Top Film Composers Working Today: Part 1
Film music is an art form that rarely gets the respect it deserves. Many people can leave a theater and hardly even remember the score let alone recognize it when it plays during the movie. Most people probably just tune it out, their brain registering the sound as background music and nothing more. But film geeks understand how important it is to marry picture and sound together. Imagine Star Wars without it's iconic sweeping horns or Batman without Hans Zimmer's brooding strings. It brings life to pictures. If the script is the soul of the movie, the score has to be the heart, beating along to keep our attention engaged and our emotions in check. Here are my top composers working today that breath fresh life into those flicks and always continue to tickle our ears with majestic musical fanfare.
Michael Giacchino
Selected Tracks:
Letting Go - Super 8
Married Life - Up
John Carter Of Mars - John Carter
Special Order - Rataouille
Quite possibly the most lucky composer working today because of his working relationship with Pixar (I'm a Pixar fanatic) Michael Giacchino has quickly risen to become one of the most well known composers in film. A sort of successor to John Williams, Giacchino is all about big fanfare orchestral production. Whether it's the loud bombastic score of the Star Trek films or the melodic tunes of Ratatouille, Giacchino knows how to keep his scores fresh and in tune to what the theme of the story represents. While his live action film scores are more than generic, it's in animation that it feels like he really gets to cut loose and flex his musical dexterity. Up & Inside Out with it's childish themes or The Incredibles with it's homage to classic spy movies, every collaboration with Pixar brings something inventive and creative. Let's hope this continues with The Incredibles 2 and beyond.
Hans Zimmer
Selected Tracks:
Mountains - Interstellar
A Small Measure of Peace - The Last Samurai
The Greatest Woman On Earth - As Good As It Gets
Watch The World Burn - The Dark Knight
Duh. This was a given. Hans Zimmer is probably the most popular film composer of our times scoring popular major pictures such as The Dark Knight, The Lion King, Inception, Blade Runner 2049, Gladiator, Dunkirk, and the masterful animation flick BOSS BABY. Even if you don't know his name, you will instantly recognize his iconic themes.

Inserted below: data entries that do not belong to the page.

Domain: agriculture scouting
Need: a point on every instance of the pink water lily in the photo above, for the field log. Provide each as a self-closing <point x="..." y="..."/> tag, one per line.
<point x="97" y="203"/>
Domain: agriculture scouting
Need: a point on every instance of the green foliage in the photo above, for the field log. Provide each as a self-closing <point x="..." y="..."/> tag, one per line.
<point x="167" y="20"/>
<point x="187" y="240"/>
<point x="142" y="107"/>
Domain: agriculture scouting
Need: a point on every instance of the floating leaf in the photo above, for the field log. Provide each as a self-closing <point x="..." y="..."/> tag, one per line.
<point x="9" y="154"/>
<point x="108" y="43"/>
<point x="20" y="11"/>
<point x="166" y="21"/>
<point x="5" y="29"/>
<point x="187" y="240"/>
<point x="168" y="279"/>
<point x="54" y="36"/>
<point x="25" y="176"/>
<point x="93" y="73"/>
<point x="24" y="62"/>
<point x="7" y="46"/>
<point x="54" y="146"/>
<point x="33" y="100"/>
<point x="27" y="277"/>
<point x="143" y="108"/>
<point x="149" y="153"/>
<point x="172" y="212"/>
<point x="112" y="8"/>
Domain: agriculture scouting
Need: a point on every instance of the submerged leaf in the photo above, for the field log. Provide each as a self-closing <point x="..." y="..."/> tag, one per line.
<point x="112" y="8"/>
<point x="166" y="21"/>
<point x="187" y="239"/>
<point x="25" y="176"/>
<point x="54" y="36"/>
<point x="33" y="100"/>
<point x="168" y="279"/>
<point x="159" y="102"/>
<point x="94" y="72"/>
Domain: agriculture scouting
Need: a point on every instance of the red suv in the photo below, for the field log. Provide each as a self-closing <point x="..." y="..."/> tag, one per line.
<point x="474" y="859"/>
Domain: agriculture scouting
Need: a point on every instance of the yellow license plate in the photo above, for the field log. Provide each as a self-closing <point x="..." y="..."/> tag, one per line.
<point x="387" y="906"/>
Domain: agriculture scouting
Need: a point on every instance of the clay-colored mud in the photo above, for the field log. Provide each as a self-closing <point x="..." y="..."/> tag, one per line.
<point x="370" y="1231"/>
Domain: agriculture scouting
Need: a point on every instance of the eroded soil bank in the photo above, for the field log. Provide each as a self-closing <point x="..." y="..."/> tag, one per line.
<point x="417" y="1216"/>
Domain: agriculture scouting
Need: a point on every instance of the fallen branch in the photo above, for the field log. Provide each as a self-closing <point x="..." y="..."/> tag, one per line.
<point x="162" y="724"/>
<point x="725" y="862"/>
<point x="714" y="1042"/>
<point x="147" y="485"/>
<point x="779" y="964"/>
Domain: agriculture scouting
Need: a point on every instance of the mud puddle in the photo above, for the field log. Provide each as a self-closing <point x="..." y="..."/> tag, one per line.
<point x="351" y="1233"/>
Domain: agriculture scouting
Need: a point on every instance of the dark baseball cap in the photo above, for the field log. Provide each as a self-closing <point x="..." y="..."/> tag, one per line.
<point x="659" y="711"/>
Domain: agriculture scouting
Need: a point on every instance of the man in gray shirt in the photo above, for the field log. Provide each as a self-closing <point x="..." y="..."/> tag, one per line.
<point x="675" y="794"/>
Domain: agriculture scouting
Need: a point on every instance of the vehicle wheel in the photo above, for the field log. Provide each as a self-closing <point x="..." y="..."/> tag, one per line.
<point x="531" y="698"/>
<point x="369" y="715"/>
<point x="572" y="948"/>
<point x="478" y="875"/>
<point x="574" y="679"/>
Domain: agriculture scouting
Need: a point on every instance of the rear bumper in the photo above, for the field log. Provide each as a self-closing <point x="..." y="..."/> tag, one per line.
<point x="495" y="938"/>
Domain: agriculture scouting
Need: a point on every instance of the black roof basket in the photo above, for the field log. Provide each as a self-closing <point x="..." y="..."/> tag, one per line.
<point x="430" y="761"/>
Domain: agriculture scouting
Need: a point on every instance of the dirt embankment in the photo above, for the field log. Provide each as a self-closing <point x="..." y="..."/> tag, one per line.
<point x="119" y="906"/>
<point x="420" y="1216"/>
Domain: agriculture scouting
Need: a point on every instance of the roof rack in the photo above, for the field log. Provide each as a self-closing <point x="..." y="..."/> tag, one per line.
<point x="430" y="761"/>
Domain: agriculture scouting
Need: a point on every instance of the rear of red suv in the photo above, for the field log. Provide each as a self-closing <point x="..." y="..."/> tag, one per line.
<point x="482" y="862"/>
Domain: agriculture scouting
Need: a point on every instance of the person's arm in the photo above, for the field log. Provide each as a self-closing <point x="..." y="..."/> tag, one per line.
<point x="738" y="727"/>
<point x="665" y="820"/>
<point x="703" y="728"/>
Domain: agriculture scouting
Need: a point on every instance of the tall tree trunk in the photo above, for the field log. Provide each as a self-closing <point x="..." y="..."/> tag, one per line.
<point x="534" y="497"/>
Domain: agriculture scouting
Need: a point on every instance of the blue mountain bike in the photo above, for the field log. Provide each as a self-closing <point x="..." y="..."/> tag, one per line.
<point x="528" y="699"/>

What's great about Hans Zimmer is he ditches the sort of ADHD style of John Williams where the score changes every second and sometimes let's repetition do the work in pieces like Watch The World Burn or Mountains. There isn't horns blasting you in the ear drum but actual melodic tunes you can hum with most of his work. Not afraid of fusing electronic and orchestra together and even sampling real world sounds like an actual train for The Lone Ranger, it's no wonder every time a Hans Zimmer score comes out the world listens.
Johann Johannsson
Selected Tracks:
Selected Tracks:
Rowing - The Theory Of Everything
Desert Music - Sicario
Through Falling Snow - Prisoners
Cambridge 1963 - The Theory Of Everything
Johann is somewhat new to blockbuster film scoring but he is instantly becoming one of the most sought after. His music reminds me of Japanese composers such as Joe Hisaishi & Yoko Shimomura and how fantastical their music sounds. Japanese composers are masters at creating music at home in a fantasy world with colorful strings and warm melodies and while Johann's music can grow very dark, it feels almost as loose and majestic as those from the east. Mozart wrote about creating "natural music" which means "unexaggerated sound, clear structures and simple melodic lines" and Johann's music feels like it encapsulates that definition. It isn't heavy, filled with sounds crashing into each other. Most tracks are able to breathe, falling onto the moving pictures with ease. Like falling snow.
Steven Price
Shenzou - Gravity
Emma - Fury
Gravity - Gravity
You Die We Die - Suicide Squad
Steven Price exploded onto the scene with Gravity: a creative bombastic score that combined itself into the story in fascinating ways using the music as actual sound effects in the movie. Pretty clever. And since then Price has constantly shelved out great music whether it was the furious score of...Fury or the explosive rhythm of Suicide Squad. Price has gotten so much acclaim so quick and it hard to deny why. The dude is talented as fuck. While most generic film composers chuck out generic memorable scores, Price continues to elevate the art form to new heights. One listen to Shenzou and it's no wonder that coveted Best Score Oscar was all his.